Swelling and Redness
This is a normal immediate response to freezing the skin, and usually settles after two to three days. For a short while the treated area may ooze a little watery fluid. Cryotherapy close to the eyes may induce prominent puffiness of the eyelids which settles within days
Blistering can be a consequence of cryotherapy and blisters settle after a few days as the scab forms. Some people blister more easily than others and the development of blisters does not mean that the skin has been frozen too much. Occasionally the blisters may become filled with blood; this is harmless and only if a blister was very uncomfortable would it be necessary to puncture it, using a sterile needle in clinic.
Rare Less common subsequent side effects include:
Infection is uncommonly, infection can occur, resulting in increased pain and the formation of pus: this may require topical antiseptic or antibiotic therapy.
Rarely, a scar will form, especially if a deep freeze has been necessary & depending on skin type.

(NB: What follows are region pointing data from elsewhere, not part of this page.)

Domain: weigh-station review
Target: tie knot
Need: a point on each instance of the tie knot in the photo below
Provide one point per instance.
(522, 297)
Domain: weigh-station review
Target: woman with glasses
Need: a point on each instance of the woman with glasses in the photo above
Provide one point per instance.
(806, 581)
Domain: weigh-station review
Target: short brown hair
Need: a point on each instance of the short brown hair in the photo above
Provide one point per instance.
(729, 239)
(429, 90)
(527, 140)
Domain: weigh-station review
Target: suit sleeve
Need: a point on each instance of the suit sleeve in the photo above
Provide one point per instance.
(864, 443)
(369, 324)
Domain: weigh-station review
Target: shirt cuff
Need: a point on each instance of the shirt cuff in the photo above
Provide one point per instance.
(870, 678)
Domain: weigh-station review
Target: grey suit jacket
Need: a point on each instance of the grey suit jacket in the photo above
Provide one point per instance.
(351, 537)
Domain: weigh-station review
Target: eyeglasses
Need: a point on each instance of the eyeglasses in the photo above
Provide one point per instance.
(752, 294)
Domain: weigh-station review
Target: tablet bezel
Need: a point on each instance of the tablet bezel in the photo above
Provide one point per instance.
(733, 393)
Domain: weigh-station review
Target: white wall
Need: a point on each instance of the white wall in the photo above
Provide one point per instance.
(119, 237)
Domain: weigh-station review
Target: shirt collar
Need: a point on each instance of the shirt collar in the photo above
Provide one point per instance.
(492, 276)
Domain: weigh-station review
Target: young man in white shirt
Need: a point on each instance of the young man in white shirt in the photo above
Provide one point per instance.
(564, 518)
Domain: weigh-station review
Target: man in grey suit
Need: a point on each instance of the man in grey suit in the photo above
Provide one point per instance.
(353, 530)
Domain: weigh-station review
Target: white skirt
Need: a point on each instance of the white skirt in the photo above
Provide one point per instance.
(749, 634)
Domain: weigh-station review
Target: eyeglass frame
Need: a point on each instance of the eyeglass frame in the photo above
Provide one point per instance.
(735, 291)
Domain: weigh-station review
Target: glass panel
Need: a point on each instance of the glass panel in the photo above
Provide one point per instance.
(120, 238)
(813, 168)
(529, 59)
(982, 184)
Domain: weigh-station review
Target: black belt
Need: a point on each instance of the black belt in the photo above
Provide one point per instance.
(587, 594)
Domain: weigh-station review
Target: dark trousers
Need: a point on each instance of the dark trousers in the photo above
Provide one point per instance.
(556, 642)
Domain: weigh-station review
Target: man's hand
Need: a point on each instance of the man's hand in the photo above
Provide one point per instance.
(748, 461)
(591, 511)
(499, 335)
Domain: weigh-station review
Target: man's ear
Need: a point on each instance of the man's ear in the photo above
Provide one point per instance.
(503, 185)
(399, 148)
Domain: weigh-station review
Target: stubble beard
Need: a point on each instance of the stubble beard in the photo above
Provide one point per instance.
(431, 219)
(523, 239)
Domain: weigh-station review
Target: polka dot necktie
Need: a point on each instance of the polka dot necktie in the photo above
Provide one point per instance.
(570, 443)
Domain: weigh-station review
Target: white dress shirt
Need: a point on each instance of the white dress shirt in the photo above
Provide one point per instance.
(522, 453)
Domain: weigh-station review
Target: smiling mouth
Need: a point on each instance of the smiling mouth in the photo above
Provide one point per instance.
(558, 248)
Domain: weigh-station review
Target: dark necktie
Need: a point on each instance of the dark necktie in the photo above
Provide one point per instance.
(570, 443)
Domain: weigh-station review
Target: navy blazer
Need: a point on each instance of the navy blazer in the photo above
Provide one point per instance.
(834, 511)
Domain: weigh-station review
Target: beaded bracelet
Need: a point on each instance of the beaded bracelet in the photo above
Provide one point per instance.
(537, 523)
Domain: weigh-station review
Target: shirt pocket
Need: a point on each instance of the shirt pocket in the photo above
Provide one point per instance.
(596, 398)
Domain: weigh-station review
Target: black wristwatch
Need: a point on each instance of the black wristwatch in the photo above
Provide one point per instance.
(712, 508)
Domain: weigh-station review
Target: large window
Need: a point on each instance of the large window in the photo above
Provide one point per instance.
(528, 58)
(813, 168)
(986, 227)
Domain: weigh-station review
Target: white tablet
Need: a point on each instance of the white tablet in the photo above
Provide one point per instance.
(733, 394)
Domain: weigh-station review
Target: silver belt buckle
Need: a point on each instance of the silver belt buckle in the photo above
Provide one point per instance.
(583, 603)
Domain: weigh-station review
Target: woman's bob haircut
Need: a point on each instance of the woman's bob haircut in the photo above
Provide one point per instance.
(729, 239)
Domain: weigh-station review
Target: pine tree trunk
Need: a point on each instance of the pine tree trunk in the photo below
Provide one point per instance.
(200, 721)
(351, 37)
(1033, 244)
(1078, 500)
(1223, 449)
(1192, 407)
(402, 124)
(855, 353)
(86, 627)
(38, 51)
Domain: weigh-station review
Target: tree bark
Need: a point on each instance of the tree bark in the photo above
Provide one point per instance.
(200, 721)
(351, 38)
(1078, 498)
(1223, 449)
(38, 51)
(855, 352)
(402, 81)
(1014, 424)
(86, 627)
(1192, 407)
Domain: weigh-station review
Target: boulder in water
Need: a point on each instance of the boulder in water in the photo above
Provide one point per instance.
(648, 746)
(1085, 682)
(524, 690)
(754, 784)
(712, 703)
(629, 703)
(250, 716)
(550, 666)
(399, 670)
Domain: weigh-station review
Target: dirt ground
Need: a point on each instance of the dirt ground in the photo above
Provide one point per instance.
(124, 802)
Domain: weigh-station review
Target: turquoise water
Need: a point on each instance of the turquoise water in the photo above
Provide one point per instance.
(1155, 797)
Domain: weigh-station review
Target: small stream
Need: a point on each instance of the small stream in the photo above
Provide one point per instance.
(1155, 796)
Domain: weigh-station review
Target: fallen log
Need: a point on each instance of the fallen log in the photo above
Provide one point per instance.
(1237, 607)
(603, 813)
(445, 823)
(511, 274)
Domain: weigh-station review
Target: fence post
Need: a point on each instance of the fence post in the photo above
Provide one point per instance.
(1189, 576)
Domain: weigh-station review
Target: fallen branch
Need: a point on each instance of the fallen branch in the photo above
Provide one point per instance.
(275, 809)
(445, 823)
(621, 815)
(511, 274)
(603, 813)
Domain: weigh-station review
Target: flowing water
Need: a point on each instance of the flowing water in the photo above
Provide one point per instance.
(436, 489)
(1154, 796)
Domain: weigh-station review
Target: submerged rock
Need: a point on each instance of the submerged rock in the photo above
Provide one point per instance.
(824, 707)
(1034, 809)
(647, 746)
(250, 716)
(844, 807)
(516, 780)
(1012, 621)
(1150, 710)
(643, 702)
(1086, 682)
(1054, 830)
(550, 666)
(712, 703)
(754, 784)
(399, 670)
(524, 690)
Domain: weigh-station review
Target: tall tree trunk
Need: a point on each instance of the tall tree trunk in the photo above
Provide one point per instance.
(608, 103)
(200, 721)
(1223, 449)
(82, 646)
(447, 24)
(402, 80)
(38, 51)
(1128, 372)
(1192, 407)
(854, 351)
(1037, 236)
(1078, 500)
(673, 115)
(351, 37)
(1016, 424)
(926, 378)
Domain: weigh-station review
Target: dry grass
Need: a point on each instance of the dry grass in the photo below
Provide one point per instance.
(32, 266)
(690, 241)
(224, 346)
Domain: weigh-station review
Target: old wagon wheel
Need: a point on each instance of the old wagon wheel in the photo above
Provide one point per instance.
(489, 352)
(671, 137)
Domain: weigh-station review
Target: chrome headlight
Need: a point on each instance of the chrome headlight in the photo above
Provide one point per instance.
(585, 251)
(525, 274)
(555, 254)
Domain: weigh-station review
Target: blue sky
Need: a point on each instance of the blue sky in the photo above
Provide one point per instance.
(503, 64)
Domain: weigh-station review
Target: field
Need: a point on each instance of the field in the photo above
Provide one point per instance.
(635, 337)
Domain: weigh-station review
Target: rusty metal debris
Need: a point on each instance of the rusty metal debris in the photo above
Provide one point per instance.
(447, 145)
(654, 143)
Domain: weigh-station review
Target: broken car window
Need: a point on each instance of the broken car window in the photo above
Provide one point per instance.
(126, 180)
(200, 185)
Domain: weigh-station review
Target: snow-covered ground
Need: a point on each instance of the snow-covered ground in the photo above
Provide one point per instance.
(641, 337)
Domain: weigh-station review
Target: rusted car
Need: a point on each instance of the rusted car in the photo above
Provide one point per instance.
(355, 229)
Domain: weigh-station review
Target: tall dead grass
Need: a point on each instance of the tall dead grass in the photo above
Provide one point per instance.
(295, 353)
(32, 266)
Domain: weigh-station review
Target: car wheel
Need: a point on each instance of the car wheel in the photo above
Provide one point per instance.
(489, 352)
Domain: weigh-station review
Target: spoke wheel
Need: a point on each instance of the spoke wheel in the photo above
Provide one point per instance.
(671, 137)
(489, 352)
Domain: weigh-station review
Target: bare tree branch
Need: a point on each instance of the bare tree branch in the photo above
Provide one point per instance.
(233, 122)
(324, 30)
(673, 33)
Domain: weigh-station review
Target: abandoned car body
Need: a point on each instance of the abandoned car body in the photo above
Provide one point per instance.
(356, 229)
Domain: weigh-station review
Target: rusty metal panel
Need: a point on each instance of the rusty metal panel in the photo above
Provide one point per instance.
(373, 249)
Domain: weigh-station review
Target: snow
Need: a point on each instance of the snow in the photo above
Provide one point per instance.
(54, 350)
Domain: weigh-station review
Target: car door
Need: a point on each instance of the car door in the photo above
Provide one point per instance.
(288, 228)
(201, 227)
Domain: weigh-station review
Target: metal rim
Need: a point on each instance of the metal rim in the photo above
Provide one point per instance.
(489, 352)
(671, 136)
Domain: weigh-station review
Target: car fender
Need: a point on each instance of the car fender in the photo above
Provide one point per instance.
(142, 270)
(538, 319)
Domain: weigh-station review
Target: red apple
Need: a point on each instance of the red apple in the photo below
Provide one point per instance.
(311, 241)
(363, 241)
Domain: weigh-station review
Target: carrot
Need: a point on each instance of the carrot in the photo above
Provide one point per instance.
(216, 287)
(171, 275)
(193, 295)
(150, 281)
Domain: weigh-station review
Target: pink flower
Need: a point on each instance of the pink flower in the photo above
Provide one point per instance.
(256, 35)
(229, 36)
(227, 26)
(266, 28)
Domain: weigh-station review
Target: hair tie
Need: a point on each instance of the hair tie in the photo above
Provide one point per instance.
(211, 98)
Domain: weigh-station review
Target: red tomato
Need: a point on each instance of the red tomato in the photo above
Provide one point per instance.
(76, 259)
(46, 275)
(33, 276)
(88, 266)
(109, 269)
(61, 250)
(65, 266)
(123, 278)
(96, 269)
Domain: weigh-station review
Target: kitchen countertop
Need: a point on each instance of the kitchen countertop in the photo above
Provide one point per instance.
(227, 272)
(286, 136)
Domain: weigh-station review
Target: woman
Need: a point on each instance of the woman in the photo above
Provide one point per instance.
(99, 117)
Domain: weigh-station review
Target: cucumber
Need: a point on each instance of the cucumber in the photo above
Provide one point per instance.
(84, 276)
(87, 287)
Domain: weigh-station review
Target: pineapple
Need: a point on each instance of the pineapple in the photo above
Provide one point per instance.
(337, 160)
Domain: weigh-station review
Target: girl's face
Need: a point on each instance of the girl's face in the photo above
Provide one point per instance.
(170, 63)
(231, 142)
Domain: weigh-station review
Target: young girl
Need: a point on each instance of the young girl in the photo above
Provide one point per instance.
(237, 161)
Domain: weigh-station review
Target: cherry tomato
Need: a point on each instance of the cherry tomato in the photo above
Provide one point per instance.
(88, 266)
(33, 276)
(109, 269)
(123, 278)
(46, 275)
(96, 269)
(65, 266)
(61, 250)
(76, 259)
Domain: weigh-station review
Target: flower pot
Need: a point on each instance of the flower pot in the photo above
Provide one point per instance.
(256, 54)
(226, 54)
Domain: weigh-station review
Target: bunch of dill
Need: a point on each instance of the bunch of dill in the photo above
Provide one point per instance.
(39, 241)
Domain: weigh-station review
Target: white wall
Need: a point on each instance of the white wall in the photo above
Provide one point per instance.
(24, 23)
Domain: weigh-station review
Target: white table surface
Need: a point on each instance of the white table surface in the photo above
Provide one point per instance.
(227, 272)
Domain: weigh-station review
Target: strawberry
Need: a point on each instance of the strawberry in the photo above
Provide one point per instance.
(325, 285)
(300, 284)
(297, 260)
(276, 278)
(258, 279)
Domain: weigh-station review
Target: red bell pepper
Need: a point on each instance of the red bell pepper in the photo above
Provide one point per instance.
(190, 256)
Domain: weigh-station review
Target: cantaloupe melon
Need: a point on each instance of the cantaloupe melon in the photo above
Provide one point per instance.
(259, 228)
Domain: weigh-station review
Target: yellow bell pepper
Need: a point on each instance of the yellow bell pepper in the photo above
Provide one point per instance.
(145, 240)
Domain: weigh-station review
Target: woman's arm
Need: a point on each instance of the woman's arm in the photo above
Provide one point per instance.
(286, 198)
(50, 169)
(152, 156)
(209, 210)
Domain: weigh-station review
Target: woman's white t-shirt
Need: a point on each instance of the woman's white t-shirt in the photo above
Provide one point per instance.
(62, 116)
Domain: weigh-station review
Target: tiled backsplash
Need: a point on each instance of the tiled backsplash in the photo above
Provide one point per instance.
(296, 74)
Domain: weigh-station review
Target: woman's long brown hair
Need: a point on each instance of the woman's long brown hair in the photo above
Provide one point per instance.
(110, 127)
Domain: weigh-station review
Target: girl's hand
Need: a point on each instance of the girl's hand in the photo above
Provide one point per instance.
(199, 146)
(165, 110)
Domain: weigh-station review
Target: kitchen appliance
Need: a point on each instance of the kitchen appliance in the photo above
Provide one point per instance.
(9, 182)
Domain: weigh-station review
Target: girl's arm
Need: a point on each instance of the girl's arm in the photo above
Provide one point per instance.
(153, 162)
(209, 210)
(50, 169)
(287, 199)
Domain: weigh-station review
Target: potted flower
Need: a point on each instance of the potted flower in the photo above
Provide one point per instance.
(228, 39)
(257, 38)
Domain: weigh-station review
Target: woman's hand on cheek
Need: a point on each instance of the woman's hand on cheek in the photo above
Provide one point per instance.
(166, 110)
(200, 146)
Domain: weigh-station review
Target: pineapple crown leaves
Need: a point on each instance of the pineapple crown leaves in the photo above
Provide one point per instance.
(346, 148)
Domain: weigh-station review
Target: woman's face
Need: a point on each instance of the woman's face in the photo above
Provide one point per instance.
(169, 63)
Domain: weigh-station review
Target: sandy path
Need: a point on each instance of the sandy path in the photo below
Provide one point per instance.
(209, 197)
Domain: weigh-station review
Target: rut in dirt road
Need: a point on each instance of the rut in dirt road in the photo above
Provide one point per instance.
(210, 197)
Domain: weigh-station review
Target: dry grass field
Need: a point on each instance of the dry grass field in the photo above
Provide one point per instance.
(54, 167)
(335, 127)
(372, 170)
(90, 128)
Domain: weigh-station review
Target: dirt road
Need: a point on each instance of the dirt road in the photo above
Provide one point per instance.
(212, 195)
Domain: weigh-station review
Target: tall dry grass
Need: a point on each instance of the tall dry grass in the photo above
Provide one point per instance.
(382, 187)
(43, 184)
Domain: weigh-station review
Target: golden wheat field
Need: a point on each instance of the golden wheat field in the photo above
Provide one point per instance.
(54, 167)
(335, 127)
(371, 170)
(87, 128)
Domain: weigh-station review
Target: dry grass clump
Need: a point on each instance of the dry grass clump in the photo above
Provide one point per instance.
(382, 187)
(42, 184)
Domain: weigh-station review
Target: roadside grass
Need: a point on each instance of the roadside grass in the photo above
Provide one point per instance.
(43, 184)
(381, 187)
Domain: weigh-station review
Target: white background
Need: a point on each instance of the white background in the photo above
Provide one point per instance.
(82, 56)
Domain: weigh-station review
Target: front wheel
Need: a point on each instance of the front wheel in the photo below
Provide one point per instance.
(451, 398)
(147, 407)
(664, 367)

The skin at and around the treatment site may lighten or darken in colour, especially in dark-skinned people. This usually improves with time, but may be permanent, depending on your skin.
Numbness can occur if a superficial nerve is frozen. In which case numbness of the area of skin the nerve supplies can occur. Normal feeling usually returns within a matter of months. Treatment may not be effective, or the condition may recur, particularly skin warts.